On 2010-08-31 5:07 PM, Justin Ferguson wrote:
Hi,
I'm not really much of a crypto guy so when the details come up it's
often kind of hard for me to entirely wrap my head around. That said,
I'm currently dealing with a situation where the public key,
plain-text and cipher-text are all known to an attacker; furthermore,
the random oracles/et cetera employed during the OEAP scheme are also
known to the attacker. Furthermore, the attacker can modify those
values (id est random oracle values of zero, or whatever the attacker
wants) and repeat the plain-text to cipher-text process as they see
fit. Furthermore, the key length exceeds the length of the message.
Basically, only the private key is not under the attackers control.
From that, what I am getting is that this is virtually the same as RSA
without the padding scheme and should be vulnerable due to it being a
deterministic algorithm; however my question is how much does it
really reduce the complexity?
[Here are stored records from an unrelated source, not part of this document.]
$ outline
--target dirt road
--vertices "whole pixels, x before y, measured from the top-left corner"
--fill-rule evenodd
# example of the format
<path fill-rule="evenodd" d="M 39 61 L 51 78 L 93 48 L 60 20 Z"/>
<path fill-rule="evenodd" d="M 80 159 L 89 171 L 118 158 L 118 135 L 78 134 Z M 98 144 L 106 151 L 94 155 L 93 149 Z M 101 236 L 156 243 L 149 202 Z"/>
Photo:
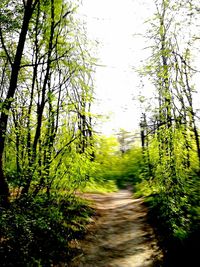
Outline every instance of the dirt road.
<path fill-rule="evenodd" d="M 152 267 L 162 258 L 152 228 L 146 222 L 143 199 L 128 190 L 110 194 L 87 194 L 97 216 L 85 240 L 83 253 L 70 267 Z"/>

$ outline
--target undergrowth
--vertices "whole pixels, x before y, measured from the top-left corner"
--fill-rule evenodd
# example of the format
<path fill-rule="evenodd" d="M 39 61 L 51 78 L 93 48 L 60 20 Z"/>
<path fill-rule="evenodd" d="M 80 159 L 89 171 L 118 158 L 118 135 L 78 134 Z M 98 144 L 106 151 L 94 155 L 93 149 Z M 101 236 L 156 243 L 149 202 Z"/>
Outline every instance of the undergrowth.
<path fill-rule="evenodd" d="M 93 210 L 75 197 L 45 195 L 11 203 L 0 213 L 0 266 L 54 266 L 78 251 Z"/>

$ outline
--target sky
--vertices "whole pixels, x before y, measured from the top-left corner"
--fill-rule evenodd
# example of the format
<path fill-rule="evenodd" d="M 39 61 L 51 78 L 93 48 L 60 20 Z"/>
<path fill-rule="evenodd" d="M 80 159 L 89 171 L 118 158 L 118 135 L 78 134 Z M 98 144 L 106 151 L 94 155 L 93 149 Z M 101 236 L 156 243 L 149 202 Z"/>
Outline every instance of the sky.
<path fill-rule="evenodd" d="M 98 45 L 94 112 L 104 115 L 98 130 L 110 135 L 139 128 L 140 79 L 135 68 L 147 57 L 144 21 L 153 14 L 149 0 L 82 0 L 79 15 L 88 38 Z M 109 119 L 108 119 L 109 117 Z"/>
Is an attack against this even feasible
in any practical terms?
RSA allows anyone to encrypt anything they choose using Alice's public
key, but only Alice can decrypt, for she alone has the private key.
What the attacker can do, on seeing an encrypted message, and wishing to
decrypt it, is guess all likely plain texts, and try them.
To prevent this, the message must be unguessable. It must contain a
large secret random number, (padding) or else must *be* a large secret
random number.
The usual procedure is to generate a large random number, encrypt it
using RSA, and use this secret number to symmetrically encrypt the
actual message.
The answer to your question is a question: Are you RSA encrypting a
secret, and if you are, is the secret sufficiently random?